クラスは、ある対象の抽象表現であり、実態ではありません。オブジェクトはそのクラスの条件を満たした実態です。
(例)
時計や実態そのもの
インスタンスとは
クラスで定義された内容で作成したモノがインスタンスです。
インスタンスとオブジェクトは何が違うのか、、、と疑問が持たれると思います。正確には概念が異なりますが、同じと考えても支障はありません。
インスタンスとオブジェクトの違いとは
オブジェクトは一般的な用語であり、インスタンスはその特定(クラスや設計書)の実現を指します。すべてのインスタンスはオブジェクトですが、すべてのオブジェクトが特定のクラスのインスタンスとは限りません。
【オブジェクト】
- 定義:オブジェクト指向プログラミングにおいて、データ(プロパティ)とそれを操作するための手続き(メソッド)を一つの単位に組み込みます。
- 一般性: オブジェクトは、その概念が非常に広範にわたります。
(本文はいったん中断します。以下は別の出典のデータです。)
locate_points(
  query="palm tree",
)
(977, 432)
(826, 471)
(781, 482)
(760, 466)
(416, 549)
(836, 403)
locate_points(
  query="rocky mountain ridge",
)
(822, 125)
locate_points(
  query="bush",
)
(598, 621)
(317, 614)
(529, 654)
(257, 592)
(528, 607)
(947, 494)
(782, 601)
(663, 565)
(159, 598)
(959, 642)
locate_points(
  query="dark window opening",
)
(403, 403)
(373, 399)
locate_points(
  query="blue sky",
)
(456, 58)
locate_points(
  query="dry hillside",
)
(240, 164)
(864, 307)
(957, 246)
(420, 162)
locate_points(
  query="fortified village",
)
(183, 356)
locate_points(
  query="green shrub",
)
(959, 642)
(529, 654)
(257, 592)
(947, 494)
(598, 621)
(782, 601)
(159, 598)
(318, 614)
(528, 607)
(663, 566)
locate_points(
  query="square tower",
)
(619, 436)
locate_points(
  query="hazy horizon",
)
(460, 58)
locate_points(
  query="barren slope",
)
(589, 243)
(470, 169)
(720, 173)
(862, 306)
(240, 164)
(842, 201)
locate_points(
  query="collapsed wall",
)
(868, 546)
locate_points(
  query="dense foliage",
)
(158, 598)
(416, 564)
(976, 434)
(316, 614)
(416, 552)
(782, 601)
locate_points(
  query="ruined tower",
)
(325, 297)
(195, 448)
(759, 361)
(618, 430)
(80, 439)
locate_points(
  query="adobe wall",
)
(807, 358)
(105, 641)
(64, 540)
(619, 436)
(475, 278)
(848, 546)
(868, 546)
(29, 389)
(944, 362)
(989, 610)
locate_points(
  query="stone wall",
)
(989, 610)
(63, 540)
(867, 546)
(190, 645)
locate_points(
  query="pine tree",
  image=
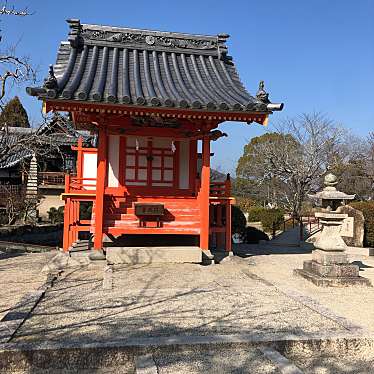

オブジェクトは具体的なインスタンスを指すこともあれば、抽象的な概念やクラスを指すこともあります。
- 【インスタンス】
定義: 特定のクラス(設計図)に基づいて作成されたオブジェクトの具体的な実現です。つまり、クラスの定義に従ってメモリ上に生成された実体を指します。 - 特定性:インスタンスは常に具体的です。たとえば、Employee クラスの定義に基づいて作成された特定の従業員のオブジェクトは、そのクラスのインスタンスと呼ばれます。
【例】
【オブジェクトの例】: Excelのワークシート、セル範囲、グラフなどはすべてオブジェクトです。
【インスタンスの例】: あるクラス(例えば Employee)に基づいて生成された具体的な従業員オブジェクトは、そのクラスのインスタンスです。
インスタンス化の使用例
インスタンス化は以下の書き方があります。
Dim 変数 As クラス名
Set 変数 = New クラス名
または、
Dim 変数 As New クラス名
Employee クラスの新しいインスタンスを作成し、emp という変数にそのインスタンスを割り当てます。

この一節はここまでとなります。